Apartment building approved even though it violates height limit

A developer is seeking approval to build this apartment complex at 353 Main St. in Redwood City.
A developer was granted approval to build this apartment complex at 353 Main St. in Redwood City.

By the Daily Post staff

The Redwood City Planning Commission yesterday (March 6) approved a seven-story apartment building on Main Street even though it surpasses the height limit and some commissioners wanted more low-income housing.

The project, slated for 353 Main St., will have 125 apartments, with 19 set aside for renters with low and medium incomes.

Commissioners Ernie Schmidt and Muhammad Safdari both asked representatives from Santa Clara-based developer ROEM Corp. if they would increase the amount of low-income apartments from 19 to 25. But ROEM’s representatives said because they had to redesign the proposal after FEMA flood zones changed, they are constrained in what they can do.

The building will be taller because flood-plane construction rules prevent them from building underground parking. As a result, parking will be on the first and second levels.

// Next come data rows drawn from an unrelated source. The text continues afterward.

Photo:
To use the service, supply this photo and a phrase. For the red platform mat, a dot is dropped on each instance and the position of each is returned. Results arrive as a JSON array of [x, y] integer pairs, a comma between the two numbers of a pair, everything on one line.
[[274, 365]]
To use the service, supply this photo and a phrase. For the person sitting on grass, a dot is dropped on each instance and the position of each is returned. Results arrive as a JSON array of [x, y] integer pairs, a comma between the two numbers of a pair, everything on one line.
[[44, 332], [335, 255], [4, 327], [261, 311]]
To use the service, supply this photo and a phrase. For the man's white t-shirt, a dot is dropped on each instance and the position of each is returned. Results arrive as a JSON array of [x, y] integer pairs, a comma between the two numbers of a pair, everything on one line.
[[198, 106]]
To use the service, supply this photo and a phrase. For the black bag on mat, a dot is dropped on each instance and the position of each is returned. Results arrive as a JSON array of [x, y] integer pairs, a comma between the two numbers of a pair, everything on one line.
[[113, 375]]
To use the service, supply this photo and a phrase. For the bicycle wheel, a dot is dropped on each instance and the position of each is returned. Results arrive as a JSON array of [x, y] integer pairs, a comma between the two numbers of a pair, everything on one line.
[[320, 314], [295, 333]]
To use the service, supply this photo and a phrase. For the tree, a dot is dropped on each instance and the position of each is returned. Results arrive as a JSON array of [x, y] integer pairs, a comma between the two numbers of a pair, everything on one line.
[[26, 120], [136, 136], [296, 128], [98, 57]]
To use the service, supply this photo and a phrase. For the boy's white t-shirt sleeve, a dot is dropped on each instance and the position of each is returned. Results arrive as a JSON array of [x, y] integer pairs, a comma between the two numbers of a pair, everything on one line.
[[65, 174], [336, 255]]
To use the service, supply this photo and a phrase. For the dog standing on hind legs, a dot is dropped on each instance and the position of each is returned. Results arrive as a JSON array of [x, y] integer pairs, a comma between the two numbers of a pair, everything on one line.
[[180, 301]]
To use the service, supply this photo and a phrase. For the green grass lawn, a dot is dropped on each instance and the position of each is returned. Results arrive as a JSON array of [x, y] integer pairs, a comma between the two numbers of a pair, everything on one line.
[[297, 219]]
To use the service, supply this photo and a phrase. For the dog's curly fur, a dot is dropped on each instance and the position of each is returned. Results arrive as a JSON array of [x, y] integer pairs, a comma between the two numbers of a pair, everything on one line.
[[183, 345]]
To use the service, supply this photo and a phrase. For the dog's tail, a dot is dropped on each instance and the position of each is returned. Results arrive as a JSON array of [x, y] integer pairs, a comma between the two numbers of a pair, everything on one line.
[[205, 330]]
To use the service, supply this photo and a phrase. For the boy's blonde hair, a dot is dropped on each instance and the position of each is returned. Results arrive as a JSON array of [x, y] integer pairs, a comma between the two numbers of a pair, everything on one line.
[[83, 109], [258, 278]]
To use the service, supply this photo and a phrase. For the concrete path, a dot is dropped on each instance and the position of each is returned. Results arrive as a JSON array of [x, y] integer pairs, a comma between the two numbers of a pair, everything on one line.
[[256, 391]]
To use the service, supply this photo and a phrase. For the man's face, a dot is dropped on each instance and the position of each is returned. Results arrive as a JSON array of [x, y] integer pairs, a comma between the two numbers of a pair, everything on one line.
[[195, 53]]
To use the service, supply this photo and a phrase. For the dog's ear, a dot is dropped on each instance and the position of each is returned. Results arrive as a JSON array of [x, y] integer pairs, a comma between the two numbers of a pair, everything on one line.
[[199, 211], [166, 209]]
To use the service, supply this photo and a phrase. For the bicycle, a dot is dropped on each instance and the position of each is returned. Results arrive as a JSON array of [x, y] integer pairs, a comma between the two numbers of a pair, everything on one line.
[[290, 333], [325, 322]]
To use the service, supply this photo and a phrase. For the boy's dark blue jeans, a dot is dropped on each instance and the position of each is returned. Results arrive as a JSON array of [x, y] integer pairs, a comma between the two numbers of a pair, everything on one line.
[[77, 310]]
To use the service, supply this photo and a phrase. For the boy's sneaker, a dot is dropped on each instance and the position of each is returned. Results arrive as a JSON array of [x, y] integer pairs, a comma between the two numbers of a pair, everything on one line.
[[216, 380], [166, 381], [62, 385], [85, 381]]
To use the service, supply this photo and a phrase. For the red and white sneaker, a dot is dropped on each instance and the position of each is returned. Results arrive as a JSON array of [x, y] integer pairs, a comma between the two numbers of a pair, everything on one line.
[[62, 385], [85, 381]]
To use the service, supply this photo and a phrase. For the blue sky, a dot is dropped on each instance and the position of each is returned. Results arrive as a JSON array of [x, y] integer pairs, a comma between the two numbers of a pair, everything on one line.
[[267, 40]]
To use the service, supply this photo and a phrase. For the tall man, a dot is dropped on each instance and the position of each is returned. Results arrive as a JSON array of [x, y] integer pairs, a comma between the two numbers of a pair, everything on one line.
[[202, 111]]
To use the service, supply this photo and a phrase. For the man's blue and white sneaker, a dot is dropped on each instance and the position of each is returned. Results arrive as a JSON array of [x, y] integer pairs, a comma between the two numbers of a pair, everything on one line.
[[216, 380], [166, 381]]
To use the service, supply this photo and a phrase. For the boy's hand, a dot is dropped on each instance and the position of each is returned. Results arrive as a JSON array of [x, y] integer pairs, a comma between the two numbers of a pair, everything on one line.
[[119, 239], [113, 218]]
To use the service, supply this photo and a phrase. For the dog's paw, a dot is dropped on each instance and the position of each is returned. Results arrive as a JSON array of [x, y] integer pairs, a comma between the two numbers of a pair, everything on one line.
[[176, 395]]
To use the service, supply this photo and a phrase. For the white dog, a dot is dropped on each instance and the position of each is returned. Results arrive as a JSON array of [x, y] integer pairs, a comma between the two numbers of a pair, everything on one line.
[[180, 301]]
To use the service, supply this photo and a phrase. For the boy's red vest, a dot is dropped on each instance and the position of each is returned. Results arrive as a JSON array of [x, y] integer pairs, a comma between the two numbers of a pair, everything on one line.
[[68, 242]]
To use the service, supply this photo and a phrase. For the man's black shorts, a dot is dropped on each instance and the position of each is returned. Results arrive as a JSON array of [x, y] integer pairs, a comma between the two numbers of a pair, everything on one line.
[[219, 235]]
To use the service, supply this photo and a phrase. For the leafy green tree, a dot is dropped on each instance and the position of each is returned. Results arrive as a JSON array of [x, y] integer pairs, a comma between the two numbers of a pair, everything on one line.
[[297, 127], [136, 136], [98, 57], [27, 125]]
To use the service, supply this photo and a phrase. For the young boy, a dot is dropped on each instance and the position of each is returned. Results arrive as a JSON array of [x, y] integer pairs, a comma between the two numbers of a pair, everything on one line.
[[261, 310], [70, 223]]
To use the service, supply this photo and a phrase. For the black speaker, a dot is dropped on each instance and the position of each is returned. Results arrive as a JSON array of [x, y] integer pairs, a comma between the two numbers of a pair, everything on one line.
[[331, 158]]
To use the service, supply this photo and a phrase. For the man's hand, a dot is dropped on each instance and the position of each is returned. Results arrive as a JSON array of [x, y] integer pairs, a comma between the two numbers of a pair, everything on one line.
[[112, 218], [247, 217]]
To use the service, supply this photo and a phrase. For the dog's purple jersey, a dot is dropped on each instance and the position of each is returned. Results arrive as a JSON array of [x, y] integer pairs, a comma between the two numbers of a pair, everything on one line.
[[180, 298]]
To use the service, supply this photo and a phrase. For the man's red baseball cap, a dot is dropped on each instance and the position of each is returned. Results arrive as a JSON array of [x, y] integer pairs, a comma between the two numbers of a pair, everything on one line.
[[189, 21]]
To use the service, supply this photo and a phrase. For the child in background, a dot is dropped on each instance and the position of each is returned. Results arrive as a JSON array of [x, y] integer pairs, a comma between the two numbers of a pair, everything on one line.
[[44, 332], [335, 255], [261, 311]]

The commission approved the project 5-0, with commissioners Shawn White and Giselle Hale absent.

The development will be 78 feet tall at its highest point, which is 18 feet above the height limit in the area. But the project was granted a waiver because it included low-income housing.

7 Comments

  1. Good!! These made-up nonsensical rules in the name of public safety is hugely responsible for such massive housing crunch. Increase heights, relax zoning, open up all these idle lands and let people build as much as they want/can. Well paid people here are going homeless because there is just not enough housing!!

    • Self-absorbed blowhard, you think housing rules are responsible for the housing crunch? Insane. Ever heard of mass immigration? What was California’s population 25 years ago? Where did the ten million people who arrived since come from?

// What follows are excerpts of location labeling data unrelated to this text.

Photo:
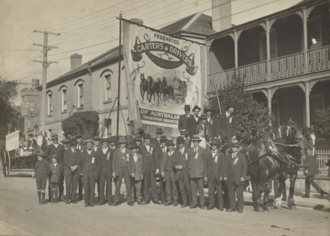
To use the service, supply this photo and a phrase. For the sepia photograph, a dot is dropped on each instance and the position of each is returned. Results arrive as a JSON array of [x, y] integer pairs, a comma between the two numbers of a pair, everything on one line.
[[177, 117]]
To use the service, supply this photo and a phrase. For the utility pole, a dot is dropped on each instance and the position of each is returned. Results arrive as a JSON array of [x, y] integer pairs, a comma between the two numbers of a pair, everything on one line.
[[45, 64]]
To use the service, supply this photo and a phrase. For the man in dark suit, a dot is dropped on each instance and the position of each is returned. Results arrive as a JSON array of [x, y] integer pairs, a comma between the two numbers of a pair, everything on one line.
[[123, 168], [161, 151], [184, 119], [180, 164], [89, 168], [194, 121], [215, 169], [71, 160], [228, 125], [197, 172], [150, 168], [167, 172], [56, 149], [105, 161], [213, 124], [236, 169]]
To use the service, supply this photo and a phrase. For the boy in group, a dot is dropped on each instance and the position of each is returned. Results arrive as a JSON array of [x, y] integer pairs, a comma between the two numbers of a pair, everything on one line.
[[136, 181], [236, 169], [105, 161], [123, 168], [215, 169], [41, 171], [150, 168], [89, 169], [180, 164], [197, 171], [167, 172], [71, 160], [56, 171]]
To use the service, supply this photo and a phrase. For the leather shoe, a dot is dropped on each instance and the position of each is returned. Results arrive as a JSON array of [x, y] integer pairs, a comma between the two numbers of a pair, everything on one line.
[[193, 206], [230, 210], [184, 205]]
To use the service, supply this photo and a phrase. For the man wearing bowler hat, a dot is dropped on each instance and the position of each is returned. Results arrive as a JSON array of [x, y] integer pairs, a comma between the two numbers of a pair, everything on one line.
[[180, 165], [184, 119], [215, 169], [89, 168], [56, 149], [167, 172], [236, 169], [123, 168], [71, 160], [197, 171], [150, 168], [194, 121], [105, 161], [228, 124]]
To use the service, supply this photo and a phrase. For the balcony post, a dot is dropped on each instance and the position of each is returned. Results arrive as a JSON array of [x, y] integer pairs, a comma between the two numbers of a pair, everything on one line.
[[268, 48], [305, 19], [307, 90]]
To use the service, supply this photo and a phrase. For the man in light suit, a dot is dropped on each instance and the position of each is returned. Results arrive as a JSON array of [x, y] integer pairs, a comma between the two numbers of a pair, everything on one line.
[[197, 172], [236, 169], [184, 119], [228, 125], [194, 121]]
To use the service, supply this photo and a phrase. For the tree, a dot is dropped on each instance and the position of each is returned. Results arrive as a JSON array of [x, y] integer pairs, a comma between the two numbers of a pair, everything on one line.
[[10, 119], [85, 123], [322, 122], [253, 117]]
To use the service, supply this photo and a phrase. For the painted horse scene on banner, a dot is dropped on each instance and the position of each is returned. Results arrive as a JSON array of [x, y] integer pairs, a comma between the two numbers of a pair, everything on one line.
[[165, 71]]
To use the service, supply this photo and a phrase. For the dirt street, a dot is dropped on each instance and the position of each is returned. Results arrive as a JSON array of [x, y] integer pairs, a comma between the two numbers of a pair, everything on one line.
[[20, 214]]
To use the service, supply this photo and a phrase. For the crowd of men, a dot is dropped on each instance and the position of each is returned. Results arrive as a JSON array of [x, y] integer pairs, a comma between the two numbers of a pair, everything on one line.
[[182, 168]]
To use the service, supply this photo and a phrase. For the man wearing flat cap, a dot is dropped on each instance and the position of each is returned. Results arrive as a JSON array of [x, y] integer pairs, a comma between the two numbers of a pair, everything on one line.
[[215, 172], [197, 171], [228, 124], [184, 119], [236, 169], [56, 149], [194, 121], [167, 172], [89, 168]]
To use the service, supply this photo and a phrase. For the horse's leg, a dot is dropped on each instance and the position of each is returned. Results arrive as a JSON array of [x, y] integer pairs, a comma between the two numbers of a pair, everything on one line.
[[291, 204], [266, 195]]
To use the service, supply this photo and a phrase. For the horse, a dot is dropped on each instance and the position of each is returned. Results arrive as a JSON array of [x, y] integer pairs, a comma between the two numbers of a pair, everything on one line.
[[266, 158], [279, 184], [143, 86], [166, 90]]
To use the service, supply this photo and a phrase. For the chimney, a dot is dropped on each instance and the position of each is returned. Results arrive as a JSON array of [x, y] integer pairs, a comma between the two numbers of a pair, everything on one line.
[[76, 60], [35, 83], [221, 15]]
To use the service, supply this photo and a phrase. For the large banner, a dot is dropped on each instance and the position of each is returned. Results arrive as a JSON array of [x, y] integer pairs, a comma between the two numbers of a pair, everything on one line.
[[163, 74], [12, 141]]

  2. Go to Tokyo and see for yourself how high one can build even in high earthquake areas. Technology exists to build much higher. Anything that helps building more houses and lower housing cost needs to be done!

  3. Older generations need to be more empathetic and support their city’s plans to allow building new houses or extending old housing. They can enrich their lives by having more younger people live among their neighborhoods. Younger people are again leaving the area in droves only because there is no affordable housing, even for highly paid ones. Please tell your city officials to relax rules and allow more home building.

  4. I like this. I don’t have a problem with going higher if it means more homes. We need more of this in order to increase the supply of homes. Good job, Redwood City.

  5. Yes we need more housing… for the people who are from here, already here, and are struggling here. The transplants with their 250k household income choose to move here, and therefore don’t need help. Redwood City is amazing because of the last 30-40 years of resident & community building. The peninsula happens to be such a great amazing place that the biggest tech companies now want to enjoy it too… bringing with them an onslaught of economic growth. The City sees this economic growth as great, which it is… they all pay more taxes, BUT the elected officials seem to forget the people who voted them to office. It’s not the person from Indiana who moved here to work for a tech giant… it’s the couple who’s lived here for 20 years. And by taking sides of the business, and those holding the money, they undercut their own constituents every time. Clearly these ideas are over simplified for a comment thread, but doing basic math – 19 affordable housing units, and 106 market rate doesn’t sound like a whole lot of solution for the population the elected officials should really be caring for. Why not be dramatic and say 50-50? Everyone knows the housing market is in a position to demand dramatic change.